Ja ich weiß sehr viele Frage, unter anderem auch sicher grundlegende, aber ich verstehe das irgendwie nicht. 

Wäre auch aufejdenfall sehr dankbar, wenn ihr mir das erklären könntet.

Danke im voraus! 

Gruß

Googlehupf


----------



## ibafluss (21. April 2012)

Der Sinn solcher Liste ist es, so etwas wie ein dynamisches Array zu erstellen. Die next- und previous-Pointer zeigen beide auf eine Variable vom Typ spielzug_struct, um eine Verkettung zu ermöglichen. Natürlich verkettet die der Compiler nicht selbst, das musst du selbst machen (wegen deiner Frage woran man sieht, dass z.B. next auf das nächste Element zeigt). Die Pointer sind dazu da, dass so eine Liste überhaupt möglich ist.

c-file: 
Zeile 40: Mit malloc() reservierst du dir Speicher für ein neues spielzeug_struct Element. Das neue Element kann dann an die Liste angehängt werden.

Zeile 48: Das neue Element, das angehängt wird, wird ja logischerweise am Ende angehängt. Und am Ende gibt es logischerweise auch kein nächstes Element, deshalb lässt man next auf NULL zeigen.

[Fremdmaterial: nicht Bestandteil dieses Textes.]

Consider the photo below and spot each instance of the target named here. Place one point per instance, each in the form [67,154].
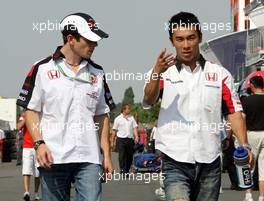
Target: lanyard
[86,80]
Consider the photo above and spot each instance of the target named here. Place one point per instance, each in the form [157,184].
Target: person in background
[19,140]
[29,160]
[2,138]
[253,112]
[126,134]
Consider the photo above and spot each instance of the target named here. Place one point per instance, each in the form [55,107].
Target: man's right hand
[164,61]
[44,156]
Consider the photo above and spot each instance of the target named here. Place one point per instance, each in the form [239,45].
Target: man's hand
[136,139]
[44,156]
[107,168]
[251,159]
[164,61]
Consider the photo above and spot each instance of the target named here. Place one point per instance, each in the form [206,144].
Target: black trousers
[125,147]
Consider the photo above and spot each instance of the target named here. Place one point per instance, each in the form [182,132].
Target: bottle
[245,179]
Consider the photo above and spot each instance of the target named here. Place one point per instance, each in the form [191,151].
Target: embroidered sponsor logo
[94,78]
[23,91]
[174,82]
[211,77]
[53,74]
[93,95]
[21,98]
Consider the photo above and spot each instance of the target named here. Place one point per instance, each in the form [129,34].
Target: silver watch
[247,146]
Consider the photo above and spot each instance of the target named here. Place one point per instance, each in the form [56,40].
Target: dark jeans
[191,182]
[56,182]
[125,147]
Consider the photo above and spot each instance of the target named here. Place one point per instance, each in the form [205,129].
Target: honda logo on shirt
[211,77]
[54,74]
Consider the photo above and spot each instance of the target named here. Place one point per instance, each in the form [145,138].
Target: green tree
[129,96]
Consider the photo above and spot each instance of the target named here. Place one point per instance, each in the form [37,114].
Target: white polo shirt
[189,121]
[67,107]
[125,126]
[2,134]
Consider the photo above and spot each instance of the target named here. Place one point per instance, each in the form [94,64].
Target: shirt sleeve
[147,79]
[106,102]
[115,126]
[21,118]
[230,99]
[31,93]
[135,125]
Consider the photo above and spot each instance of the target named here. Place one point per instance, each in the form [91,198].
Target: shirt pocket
[211,97]
[92,98]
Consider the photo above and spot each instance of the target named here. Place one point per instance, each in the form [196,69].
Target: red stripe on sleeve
[227,97]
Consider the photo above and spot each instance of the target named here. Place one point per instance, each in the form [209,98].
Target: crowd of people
[66,125]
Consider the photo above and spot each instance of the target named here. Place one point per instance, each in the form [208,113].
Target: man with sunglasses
[68,101]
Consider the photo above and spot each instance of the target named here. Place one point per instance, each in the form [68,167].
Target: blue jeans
[191,182]
[56,182]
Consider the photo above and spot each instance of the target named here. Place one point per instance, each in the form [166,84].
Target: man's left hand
[251,158]
[108,168]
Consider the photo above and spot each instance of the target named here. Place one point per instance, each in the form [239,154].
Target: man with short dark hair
[253,110]
[68,101]
[196,93]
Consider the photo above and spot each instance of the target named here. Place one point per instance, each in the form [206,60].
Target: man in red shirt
[29,166]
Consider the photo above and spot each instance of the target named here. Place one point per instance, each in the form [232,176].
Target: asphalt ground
[139,188]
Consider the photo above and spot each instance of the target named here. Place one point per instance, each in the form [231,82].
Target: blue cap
[240,152]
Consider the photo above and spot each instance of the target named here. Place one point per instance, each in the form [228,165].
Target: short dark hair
[70,30]
[257,81]
[124,106]
[184,19]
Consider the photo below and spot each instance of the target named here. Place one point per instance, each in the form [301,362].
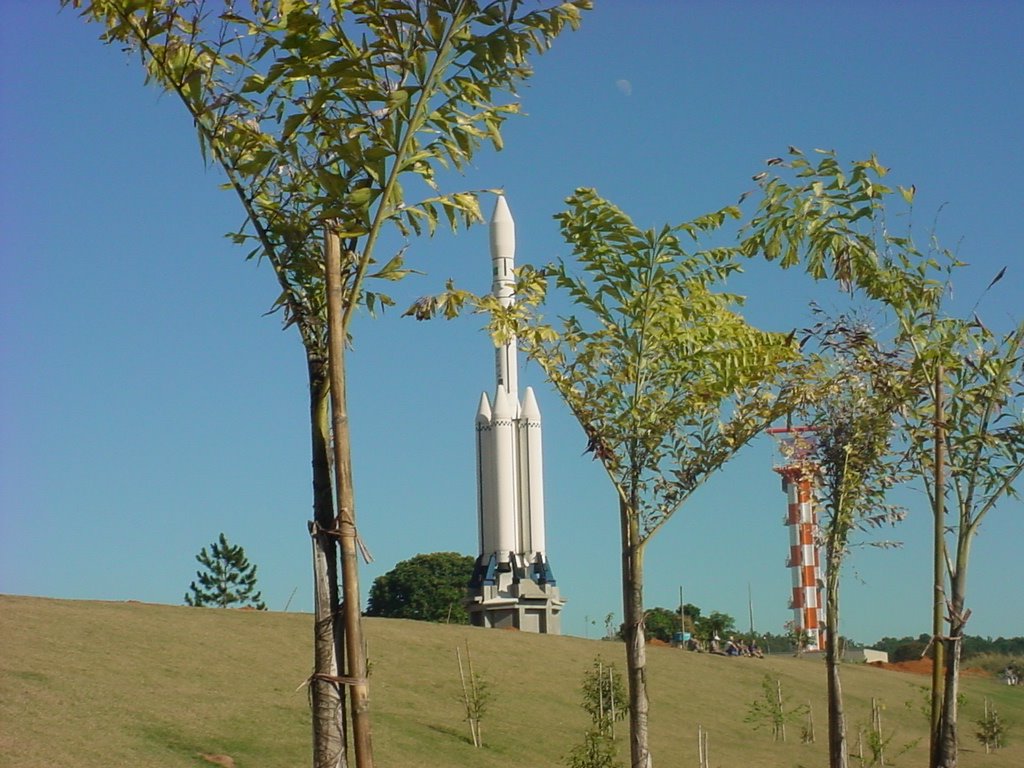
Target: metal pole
[938,648]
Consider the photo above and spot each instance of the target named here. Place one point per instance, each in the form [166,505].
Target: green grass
[98,684]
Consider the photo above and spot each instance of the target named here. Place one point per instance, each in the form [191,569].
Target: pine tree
[227,580]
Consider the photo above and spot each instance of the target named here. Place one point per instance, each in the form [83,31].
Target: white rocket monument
[513,586]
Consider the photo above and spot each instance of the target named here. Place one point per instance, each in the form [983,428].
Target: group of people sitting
[732,647]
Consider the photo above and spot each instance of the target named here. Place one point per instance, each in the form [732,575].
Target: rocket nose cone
[502,230]
[530,411]
[483,411]
[502,212]
[505,406]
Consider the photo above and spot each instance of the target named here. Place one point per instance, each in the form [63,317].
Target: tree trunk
[837,716]
[358,685]
[636,641]
[948,748]
[330,742]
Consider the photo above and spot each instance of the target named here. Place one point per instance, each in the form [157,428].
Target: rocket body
[513,585]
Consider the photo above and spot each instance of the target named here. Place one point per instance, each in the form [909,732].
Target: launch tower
[799,471]
[513,586]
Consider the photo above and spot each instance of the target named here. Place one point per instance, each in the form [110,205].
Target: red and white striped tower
[799,473]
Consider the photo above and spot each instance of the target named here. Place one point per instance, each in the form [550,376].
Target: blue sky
[147,404]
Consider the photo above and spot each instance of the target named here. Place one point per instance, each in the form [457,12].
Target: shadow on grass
[456,734]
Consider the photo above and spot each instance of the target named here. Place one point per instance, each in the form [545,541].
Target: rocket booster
[503,287]
[510,475]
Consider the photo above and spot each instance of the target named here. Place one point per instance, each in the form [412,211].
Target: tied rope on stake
[343,529]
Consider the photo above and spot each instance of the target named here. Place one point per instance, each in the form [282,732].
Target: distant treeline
[907,648]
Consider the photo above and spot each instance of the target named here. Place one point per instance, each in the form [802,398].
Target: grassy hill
[98,684]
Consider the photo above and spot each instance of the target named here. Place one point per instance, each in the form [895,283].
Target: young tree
[667,381]
[833,222]
[978,404]
[316,111]
[604,700]
[427,588]
[227,579]
[860,387]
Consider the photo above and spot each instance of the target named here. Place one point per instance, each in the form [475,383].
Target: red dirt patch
[923,667]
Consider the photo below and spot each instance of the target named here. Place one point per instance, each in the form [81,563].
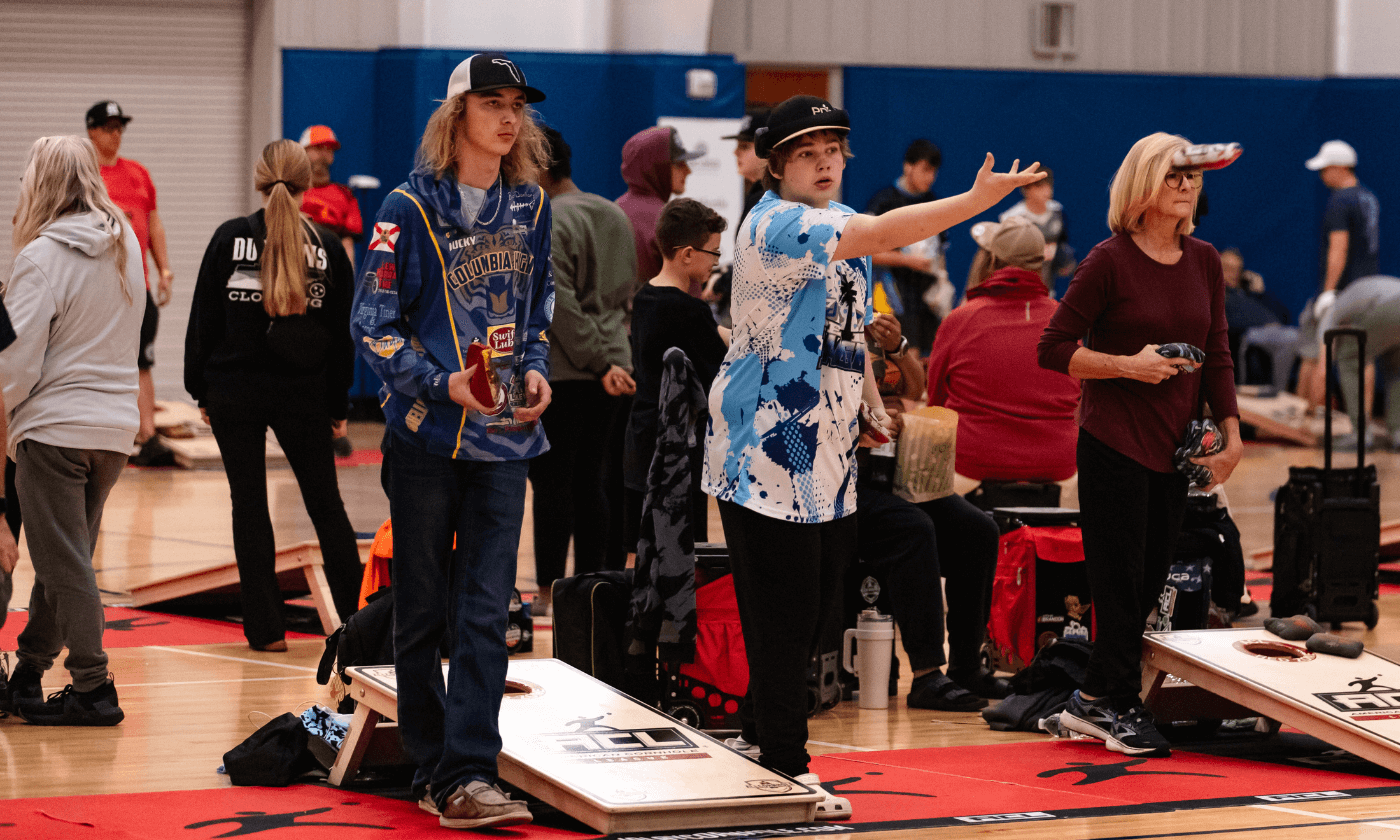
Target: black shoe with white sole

Zeile 49: liste ist der Zeiger auf den Anfang der Liste. Wenn dieser auf NULL zeigt, bedeutet das, dass die Liste noch leer ist, also keine Element angehängt wurden.

Zeile 51: Wenn die Liste leer ist, soll der Anfangszeiger list natürlich auf das neu erstellte Element zeigen (irgendwo muss man ja anfangen).

Zeile 55: letzter_spielzug ist ein Zeiger auf das letzte Element der Liste. Wenn man ein neues Element erstellt, möchte man das natürlich am Ende der Liste anhängen. Deshalb zeigt das next vom letzten Element jetzt auf das neue letzte Element (für das am Anfang Speicher reserviert wurde). Das macht man nur wenn list != NULL ist, denn wenn list auf NULL zeigt, ist ja keine Liste vorhanden und dann zeigt letzter_spielzug auch nicht auf das letzte Element, weil es ja keins gibt.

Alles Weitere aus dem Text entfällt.